Emissions pricing

Climate change is caused by greenhouse gas (carbon dioxide, methane, and others) being emitted into the atmosphere. The fact that the emitters are not charged is “the greatest market failure that the world has seen”, as Sir Nicholas Stern put it. In addition, emissions of local pollutants (SOX,NOx, particular matter) rank high on the list of most pressing policy problems in many parts of the world, in particular in many of the megacities in fast-growing developing and emerging economies. While the consequences of the two classes of emissions are different – global long-term climate change vs. local health impacts – the solution might be the same: incentives-based regulation – putting a price tag on emissions – has been for long advocated by economists as an efficient means to address this problem. However, putting emission pricing into practice has turned out to be difficult. The purpose of this class is to understand why.

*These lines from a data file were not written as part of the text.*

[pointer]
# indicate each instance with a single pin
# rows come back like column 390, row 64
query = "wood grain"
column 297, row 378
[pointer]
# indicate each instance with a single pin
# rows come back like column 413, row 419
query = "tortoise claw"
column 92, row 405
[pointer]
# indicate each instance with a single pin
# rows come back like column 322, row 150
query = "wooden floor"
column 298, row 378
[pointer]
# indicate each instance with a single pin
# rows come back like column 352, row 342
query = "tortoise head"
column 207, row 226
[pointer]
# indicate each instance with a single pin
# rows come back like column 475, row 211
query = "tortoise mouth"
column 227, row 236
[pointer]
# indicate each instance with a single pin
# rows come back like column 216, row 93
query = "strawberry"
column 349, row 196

This class provides a comprehensive overview of the theory and, more important, the political practice of pricing emissions. This is an advanced course that provides a deep-dive in a narrow, but technical and complex topic. The objective of this class is to equip students with the theoretical and empirical understanding needed to implement carbon pricing schemes in practice.

The class starts with two sessions on the environmental economics theory and rational of pricing emissions. The rest of the class will focus on topics and issues that have turned out to be crucial in the implementation of real-world emission pricing schemes: the intertemporal nature of trading schemes, the political economy of initial allowance allocation, international and inter-sectoral carbon leakage, and the (im)possibility to implement sensible national emission policies for countries that are part of international trading systems. The focal point of these discussions will be the largest trading scheme in the world: the EU Emission Trading Scheme for greenhouse gases. In the second half of the course, we will study some other of the successful and less successful approaches to emission pricing, including the U.S. SOX and NOx emissiontrading schemes, and GHG gas cap and trade schemes in California, China and British Colombia.